18th February 2025 | Ian Anfield
Labour’s economic ambitions are undermined by plans to increase employment red tape.
At Hudson, we welcome the government’s pledge to go further and faster on planning reform to boost economic growth.
In numerous speeches and briefings, ministers have told regulators to embrace a “pro-growth” mindset and have vowed to “clear out the regulatory weeds”.
To help increase mortgage availability, the Financial Conduct Authority is looking at ways to simplify lending rules introduced after the 2008 financial crisis.
The promise of planning reform with relaxed lending criteria makes us cautiously optimistic for the year ahead after a period of aggressive government legislation under the Conservatives that saw the end of the red diesel rebate, the VAT domestic reverse charge, a clampdown on IR35 and, of course, the end of easy access to European workers.
Over-regulation of CSCS cards
However, Labour’s drive for deregulation stands in stark contrast to increasing workforce restrictions. The ending of grandfather rights for CSCS cards removed industry accreditation for some of the most highly skilled and experienced people in the sector. CSCS itself said more than 60,000 workers held these cards. A Hudson survey last summer found nearly half of card-carrying respondents would refuse to sit an NVQ to renew their accreditation.
Further changes to the CSCS scheme took effect at the start of February with the labourer card’s validity cut from five to two years.
This removal of experienced operatives’ grandfather rights is ironic, given the government’s big new initiative to roll out NHBC training hubs will see blue cards dished out to people who have never set foot on a building site after just five weeks of training.
The green card expiring after two years is yet another barrier, on top of the fact that CITB is charging £100 for an online course to get the card while sitting on a £100m surplus that it can’t even give away.
Workforce regulation changes ahead
Meanwhile, Labour’s Employment Rights Bill, introduced in October, continues its passage through parliament and has reached the report stage. To date, there has been little opposition to the part of the bill that gives unions greater powers to access the workforce and cause disruption in the workplace, which should be of concern to employers.
The construction industry faces additional uncertainty from the next part of the government’s Plan to Make Work Pay – which proposes to consult on moving towards a single status of worker. This could significantly impact the construction industry, which depends on a pool of highly skilled, productive and flexible self-employed tradespeople.
CITB review echoes past criticisms
Finally, the government has published the long-awaited review by industry consultant Mark Farmer in 2023 into the effectiveness of the Construction Industry Training Board (CITB).

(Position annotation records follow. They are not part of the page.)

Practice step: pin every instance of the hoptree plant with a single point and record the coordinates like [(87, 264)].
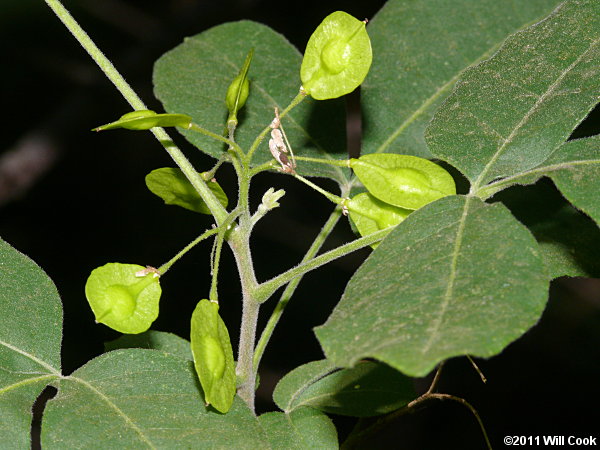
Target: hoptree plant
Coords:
[(449, 123)]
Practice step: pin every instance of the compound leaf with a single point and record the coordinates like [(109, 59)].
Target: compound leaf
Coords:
[(30, 336), (303, 428), (419, 51), (137, 398), (508, 114), (457, 277), (157, 340), (193, 79), (367, 389)]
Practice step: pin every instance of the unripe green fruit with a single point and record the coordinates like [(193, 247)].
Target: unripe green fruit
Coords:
[(122, 302), (336, 56), (124, 297), (232, 94), (212, 356)]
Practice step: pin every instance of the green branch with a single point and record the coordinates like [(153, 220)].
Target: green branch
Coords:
[(291, 287), (134, 100), (266, 289)]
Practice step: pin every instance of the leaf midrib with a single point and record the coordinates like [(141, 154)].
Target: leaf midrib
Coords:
[(548, 93)]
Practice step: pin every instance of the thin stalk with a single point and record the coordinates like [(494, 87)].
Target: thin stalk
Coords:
[(240, 245), (223, 229), (166, 266), (229, 142), (133, 99), (295, 102), (267, 288), (261, 168), (333, 198), (329, 162), (356, 441), (291, 287), (477, 369)]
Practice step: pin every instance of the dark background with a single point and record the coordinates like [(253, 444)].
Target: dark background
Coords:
[(73, 200)]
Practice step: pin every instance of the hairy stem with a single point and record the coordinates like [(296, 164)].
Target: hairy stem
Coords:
[(134, 100), (266, 289), (291, 287), (166, 266), (239, 243)]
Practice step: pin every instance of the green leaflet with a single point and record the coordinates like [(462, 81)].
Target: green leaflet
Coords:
[(370, 214), (367, 389), (174, 188), (337, 57), (213, 356), (124, 296), (458, 276), (145, 119)]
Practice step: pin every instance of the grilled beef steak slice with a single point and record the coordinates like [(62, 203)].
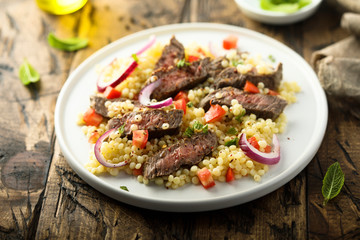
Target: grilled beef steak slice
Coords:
[(231, 77), (175, 79), (215, 67), (98, 104), (171, 53), (151, 120), (263, 106), (187, 152)]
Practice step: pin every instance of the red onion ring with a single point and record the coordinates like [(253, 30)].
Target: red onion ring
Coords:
[(266, 158), (100, 157), (145, 93), (102, 85)]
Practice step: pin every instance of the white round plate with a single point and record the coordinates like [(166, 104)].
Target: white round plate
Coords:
[(252, 9), (307, 121)]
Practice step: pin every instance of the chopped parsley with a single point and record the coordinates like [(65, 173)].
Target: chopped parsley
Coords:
[(196, 127), (238, 117), (232, 130), (124, 188), (182, 63), (232, 142)]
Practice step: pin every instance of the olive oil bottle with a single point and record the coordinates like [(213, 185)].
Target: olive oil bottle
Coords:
[(60, 7)]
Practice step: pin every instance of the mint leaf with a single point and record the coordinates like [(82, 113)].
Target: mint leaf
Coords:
[(68, 44), (333, 182), (28, 74)]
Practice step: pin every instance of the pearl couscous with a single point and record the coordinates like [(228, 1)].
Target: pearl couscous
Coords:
[(117, 149)]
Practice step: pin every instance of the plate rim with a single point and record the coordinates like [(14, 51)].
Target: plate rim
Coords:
[(184, 205)]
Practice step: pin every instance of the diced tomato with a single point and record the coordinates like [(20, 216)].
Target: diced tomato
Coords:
[(111, 93), (272, 92), (230, 175), (267, 149), (91, 118), (137, 172), (230, 42), (192, 58), (140, 138), (94, 136), (215, 113), (181, 95), (254, 142), (250, 87), (205, 178)]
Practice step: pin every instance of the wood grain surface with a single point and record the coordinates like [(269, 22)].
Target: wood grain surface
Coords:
[(43, 198)]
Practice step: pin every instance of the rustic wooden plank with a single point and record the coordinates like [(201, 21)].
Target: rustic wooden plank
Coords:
[(26, 122)]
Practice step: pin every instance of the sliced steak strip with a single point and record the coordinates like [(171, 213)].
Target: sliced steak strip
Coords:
[(151, 120), (215, 67), (171, 53), (187, 152), (98, 104), (175, 79), (263, 106), (231, 77)]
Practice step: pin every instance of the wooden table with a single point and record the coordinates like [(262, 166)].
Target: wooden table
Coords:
[(42, 197)]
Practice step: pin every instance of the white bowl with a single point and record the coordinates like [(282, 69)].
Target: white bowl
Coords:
[(252, 9)]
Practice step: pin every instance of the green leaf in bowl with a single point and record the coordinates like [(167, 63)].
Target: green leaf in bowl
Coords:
[(68, 44), (28, 74), (285, 6), (333, 182)]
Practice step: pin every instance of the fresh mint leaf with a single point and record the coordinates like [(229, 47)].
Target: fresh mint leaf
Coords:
[(333, 182), (68, 44), (28, 74)]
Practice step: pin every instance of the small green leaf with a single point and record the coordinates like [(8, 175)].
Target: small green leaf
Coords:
[(189, 132), (333, 182), (124, 188), (232, 131), (28, 74), (68, 44)]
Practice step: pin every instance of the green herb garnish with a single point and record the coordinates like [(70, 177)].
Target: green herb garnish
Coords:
[(181, 63), (124, 188), (272, 59), (122, 129), (285, 6), (136, 59), (196, 127), (333, 182), (189, 132), (28, 74), (232, 142), (232, 130), (238, 117), (68, 44)]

As expected, Farmer highlighted the same failures as previous reviews stretching back years, finding that the CITB is ineffective, overly bureaucratic and the schemes it chooses to fund are unjustifiable when comparing costs against results.
Farmer concluded by saying the CITB should be given yet another chance to reform and, as always, some trade federations which take money from the CITB have wholeheartedly endorsed the outcome.
The chief executive of the CITB, Tim Balcon, took the criticism on the chin and said his organisation needed to be “laser-focused on addressing industry needs”, echoing former chairman James Wates, who in 2016 said the CITB needed to be “laser-focused” following similar criticism and the same old skills crisis.
Time will tell if the laser is a bit more focused this time – it’s highly unlikely, but we can live in hope that one day levy payers will get value for money.